Can data alone provide all the answers for questions of human interaction with products? Do hard numbers decide for us what works and what doesn’t in the making of successful products for real people?
We have legitimised data as a determinist source of truth that explains user intent in accordance with rules of causation: a source of truth that treats user actions as unmysterious proper events of lifeless objects.
But do the mere breadcrumbs that complex emotional processes leave behind, justify “data-drivenness”?
A new study in the journal Nature, co-led by Stanford researchers, inspired us to ponder whether data holds all the answers.
Nature’s study, published May 20, provided data in the form of brain scans of individuals performing monetary decisions. Seventy different research teams around the world analysed the data. Not only did each team analyse the data differently, but both negative and positive results were inferred from exactly the same data sets.
As co-senior author Russell Poldrack points out, “We think that any field with similarly complex data and methods would show similar variability in analyses done side-by-side with the same data set.”
At first glance, staying true to the available data might hold better value than forming passioned discoveries around the feelings that influence user behaviour. However, inferring knowledge only from that which is perceptible can prevent the counter-intuitive thinking that fuels absolutely irresistible products.
We don’t give emotions and feelings the credit they deserve when it comes to deciding what works and what doesn’t, mainly because emotions can’t be measured. Instead, the rationale of causal attribution resides behind any attempt to explain whether a digital product works.
There are many reasons to doubt data analytics and data automation, first and foremost, because in science there isn’t such a thing as absolute certainty. And absolute certainty is the basis of data-driven value. But there are many other reasons beyond uncertainty to doubt data analytics, from the limiting nature of assumptions (which involve human behaviour) to the way ideas lead to results as well as the fundamental role of chance and serendipity.

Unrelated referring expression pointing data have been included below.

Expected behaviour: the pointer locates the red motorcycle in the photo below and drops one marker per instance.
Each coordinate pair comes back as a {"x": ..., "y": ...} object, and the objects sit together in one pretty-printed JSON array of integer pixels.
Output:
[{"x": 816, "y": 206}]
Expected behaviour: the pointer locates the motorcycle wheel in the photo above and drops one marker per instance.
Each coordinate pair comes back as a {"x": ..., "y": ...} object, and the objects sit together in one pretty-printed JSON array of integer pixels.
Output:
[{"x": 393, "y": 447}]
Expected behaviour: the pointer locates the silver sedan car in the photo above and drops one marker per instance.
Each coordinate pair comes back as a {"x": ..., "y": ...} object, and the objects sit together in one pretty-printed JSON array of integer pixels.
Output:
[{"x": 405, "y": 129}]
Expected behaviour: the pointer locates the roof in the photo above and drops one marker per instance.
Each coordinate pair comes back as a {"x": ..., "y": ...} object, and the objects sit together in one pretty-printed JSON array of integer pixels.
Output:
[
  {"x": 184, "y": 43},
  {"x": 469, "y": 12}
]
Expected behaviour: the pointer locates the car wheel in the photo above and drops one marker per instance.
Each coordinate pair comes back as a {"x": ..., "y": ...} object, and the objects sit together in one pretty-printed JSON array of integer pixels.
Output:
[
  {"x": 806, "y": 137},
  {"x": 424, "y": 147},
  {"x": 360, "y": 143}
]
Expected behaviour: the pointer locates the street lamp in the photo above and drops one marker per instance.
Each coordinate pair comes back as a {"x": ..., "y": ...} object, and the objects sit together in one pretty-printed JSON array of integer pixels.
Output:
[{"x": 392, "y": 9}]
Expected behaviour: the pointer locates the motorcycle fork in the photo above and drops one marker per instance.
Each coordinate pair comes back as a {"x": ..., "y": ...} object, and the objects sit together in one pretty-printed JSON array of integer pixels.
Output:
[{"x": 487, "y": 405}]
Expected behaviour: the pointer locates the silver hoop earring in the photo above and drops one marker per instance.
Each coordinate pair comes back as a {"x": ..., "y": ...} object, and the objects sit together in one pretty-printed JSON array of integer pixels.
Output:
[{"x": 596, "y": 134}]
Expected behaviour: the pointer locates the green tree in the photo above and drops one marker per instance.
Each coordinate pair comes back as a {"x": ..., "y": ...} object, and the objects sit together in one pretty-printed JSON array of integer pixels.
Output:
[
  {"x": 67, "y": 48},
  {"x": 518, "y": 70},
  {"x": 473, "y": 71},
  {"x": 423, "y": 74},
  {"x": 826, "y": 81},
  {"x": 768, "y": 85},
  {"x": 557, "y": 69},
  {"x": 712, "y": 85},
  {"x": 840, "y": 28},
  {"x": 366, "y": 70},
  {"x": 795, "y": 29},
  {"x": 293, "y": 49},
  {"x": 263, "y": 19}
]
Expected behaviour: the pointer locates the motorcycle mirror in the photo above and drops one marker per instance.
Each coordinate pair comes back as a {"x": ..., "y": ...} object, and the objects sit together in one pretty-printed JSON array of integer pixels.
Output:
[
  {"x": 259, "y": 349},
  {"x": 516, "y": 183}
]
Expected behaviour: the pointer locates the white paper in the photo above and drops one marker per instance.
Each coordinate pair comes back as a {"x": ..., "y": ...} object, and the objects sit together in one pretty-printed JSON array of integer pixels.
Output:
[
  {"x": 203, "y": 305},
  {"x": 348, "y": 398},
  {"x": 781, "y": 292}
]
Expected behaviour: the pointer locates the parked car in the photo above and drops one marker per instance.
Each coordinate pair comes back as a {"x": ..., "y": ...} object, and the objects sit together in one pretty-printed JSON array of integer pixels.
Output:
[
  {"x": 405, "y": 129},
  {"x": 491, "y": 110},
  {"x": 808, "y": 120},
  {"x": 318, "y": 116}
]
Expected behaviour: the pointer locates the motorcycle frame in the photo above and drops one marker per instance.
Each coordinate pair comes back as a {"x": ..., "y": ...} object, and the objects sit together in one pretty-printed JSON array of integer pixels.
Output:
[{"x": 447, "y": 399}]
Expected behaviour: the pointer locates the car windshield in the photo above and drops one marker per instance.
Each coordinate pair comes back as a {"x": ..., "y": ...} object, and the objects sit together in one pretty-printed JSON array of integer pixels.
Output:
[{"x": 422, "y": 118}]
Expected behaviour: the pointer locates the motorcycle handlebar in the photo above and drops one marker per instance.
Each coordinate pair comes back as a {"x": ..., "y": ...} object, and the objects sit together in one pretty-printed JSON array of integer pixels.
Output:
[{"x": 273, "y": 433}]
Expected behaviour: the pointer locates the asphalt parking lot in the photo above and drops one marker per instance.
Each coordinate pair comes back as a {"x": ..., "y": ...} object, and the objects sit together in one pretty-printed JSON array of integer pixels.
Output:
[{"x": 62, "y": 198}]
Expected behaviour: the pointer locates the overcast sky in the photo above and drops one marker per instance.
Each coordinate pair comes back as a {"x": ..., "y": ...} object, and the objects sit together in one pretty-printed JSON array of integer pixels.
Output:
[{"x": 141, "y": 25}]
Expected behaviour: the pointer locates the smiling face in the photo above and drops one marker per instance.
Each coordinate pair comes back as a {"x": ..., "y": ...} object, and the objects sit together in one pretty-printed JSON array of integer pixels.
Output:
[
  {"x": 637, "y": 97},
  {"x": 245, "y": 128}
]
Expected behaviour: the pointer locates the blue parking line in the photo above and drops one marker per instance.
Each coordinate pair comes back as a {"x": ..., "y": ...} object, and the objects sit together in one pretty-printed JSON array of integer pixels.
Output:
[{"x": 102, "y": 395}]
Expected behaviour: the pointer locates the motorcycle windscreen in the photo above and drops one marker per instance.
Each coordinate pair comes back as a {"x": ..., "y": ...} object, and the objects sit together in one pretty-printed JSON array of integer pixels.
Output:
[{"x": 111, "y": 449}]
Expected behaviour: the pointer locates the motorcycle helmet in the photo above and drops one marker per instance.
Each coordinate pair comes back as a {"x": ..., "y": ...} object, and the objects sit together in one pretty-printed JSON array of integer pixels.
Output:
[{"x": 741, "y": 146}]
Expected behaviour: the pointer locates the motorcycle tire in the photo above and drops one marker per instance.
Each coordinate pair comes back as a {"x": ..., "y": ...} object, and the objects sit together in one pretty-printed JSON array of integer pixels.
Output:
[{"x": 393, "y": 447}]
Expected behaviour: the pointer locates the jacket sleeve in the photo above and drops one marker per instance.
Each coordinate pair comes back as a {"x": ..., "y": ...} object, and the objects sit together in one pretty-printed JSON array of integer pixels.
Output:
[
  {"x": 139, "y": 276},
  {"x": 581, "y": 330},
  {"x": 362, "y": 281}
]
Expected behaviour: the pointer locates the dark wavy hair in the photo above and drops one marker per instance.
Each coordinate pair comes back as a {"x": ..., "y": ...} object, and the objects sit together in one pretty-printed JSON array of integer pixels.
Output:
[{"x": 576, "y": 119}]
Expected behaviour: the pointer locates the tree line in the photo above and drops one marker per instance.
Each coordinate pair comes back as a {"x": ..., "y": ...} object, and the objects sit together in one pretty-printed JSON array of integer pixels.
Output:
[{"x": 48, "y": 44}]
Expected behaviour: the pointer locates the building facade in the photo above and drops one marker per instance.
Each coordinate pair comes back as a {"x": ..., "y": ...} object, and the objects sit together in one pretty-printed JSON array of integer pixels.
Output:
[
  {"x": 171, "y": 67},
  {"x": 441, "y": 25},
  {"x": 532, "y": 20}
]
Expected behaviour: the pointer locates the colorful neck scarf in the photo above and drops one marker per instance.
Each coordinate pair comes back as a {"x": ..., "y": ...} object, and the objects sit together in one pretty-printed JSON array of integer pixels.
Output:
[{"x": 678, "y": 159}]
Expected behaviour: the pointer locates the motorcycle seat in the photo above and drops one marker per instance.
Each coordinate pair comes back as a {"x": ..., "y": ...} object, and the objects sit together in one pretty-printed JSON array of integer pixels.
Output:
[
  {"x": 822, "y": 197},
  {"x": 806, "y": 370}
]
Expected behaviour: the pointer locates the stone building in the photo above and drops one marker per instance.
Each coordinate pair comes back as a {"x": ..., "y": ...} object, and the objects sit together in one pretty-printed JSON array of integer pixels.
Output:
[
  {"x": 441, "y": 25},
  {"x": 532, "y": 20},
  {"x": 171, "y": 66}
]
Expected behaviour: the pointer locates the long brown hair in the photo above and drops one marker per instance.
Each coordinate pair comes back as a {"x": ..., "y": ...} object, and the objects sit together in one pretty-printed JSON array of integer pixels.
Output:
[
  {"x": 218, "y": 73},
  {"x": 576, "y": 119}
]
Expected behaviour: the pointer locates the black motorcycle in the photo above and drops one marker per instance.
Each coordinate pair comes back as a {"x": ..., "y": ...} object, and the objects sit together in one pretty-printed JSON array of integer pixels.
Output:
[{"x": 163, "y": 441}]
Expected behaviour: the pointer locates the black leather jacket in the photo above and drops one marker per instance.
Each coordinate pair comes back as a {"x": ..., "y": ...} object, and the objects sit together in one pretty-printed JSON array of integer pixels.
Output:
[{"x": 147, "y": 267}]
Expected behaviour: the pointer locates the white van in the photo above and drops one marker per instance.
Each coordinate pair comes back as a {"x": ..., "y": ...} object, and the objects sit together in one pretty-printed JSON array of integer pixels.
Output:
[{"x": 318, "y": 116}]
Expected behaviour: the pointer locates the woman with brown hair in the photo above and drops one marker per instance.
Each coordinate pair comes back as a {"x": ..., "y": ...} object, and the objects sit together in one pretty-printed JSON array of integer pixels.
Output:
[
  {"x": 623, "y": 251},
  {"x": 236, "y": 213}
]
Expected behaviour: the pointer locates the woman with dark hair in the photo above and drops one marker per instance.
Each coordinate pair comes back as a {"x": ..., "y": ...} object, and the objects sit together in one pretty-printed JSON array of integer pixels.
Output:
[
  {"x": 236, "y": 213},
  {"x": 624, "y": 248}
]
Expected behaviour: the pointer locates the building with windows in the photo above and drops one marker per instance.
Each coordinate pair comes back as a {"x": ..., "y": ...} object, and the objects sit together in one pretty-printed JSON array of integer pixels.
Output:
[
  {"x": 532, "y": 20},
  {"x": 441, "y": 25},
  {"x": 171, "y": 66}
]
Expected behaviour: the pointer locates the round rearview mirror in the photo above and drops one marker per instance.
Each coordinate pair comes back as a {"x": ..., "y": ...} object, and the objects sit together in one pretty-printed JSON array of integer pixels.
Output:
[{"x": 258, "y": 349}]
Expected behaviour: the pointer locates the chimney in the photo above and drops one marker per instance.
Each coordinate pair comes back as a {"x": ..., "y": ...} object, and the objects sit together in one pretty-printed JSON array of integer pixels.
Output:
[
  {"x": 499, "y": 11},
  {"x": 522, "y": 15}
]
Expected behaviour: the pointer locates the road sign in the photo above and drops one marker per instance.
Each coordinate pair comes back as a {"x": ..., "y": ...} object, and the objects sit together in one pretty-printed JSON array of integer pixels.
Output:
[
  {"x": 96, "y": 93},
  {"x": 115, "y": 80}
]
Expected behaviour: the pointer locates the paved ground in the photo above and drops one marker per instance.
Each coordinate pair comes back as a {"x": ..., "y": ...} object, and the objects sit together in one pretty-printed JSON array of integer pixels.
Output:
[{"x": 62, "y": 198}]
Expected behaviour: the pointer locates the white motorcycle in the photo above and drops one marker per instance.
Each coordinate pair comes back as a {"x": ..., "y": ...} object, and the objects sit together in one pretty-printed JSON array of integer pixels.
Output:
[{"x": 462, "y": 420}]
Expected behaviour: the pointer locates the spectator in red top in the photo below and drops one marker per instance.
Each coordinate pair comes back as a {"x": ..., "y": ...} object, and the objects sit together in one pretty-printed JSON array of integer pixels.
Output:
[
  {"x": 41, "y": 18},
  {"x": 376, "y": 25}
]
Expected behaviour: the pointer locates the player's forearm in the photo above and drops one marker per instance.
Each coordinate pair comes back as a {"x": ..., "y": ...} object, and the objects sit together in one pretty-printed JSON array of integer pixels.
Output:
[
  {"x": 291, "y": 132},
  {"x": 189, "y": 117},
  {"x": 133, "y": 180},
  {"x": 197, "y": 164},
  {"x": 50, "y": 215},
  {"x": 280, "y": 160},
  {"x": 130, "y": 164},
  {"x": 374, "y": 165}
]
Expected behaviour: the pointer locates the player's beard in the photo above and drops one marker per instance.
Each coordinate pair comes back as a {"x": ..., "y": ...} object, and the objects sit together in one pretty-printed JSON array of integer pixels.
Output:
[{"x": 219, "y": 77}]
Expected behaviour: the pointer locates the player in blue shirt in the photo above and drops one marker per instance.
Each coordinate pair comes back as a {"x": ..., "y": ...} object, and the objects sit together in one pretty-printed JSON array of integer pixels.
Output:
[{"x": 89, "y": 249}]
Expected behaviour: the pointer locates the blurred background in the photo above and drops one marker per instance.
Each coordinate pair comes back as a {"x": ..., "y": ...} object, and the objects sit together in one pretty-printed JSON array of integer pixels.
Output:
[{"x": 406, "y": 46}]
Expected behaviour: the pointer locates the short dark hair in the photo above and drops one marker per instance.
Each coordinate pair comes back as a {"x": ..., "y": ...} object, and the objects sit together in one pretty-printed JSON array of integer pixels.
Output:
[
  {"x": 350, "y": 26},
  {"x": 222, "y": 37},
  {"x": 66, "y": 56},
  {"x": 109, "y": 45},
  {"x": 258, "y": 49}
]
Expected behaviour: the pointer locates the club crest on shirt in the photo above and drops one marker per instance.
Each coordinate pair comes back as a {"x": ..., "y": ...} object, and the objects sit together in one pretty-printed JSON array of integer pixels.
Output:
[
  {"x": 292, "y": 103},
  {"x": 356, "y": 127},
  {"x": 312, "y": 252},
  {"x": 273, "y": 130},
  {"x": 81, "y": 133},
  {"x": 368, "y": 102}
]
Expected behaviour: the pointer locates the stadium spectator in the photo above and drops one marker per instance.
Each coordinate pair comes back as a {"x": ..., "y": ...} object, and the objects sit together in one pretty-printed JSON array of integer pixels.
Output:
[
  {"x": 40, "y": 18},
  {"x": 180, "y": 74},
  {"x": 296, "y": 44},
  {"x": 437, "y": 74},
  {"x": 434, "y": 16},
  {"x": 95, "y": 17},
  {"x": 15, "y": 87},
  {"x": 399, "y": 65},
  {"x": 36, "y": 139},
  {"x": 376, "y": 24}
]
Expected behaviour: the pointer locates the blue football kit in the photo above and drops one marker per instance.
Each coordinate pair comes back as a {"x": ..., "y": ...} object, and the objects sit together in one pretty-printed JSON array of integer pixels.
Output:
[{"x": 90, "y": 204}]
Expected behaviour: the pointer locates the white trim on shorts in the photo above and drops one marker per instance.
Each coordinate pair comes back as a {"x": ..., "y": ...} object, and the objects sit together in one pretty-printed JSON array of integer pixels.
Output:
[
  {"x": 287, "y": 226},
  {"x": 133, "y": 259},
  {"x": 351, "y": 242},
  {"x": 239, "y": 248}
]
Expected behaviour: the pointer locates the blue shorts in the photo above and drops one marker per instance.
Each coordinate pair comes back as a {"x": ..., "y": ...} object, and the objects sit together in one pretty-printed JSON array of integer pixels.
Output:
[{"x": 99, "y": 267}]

Naturally, the incorporation of feelings into the interpretation of digital value represents a discomfort to many, as it requires us to break into the realms of neuroscience, neurobiology, psychology and even philosophy and cultural history: Disciplines that on the other hand are an inevitable part of any effort to understand “users” who are, after all, “humans.”
I am not here to question the fact that there must be, for each user action, certain causes. What I am asking you to be open to, is that some of these causes –as affects, emotions and feelings– aren’t within data’s radar. And yet one must invite them and consider them in the making of irresistible digital products.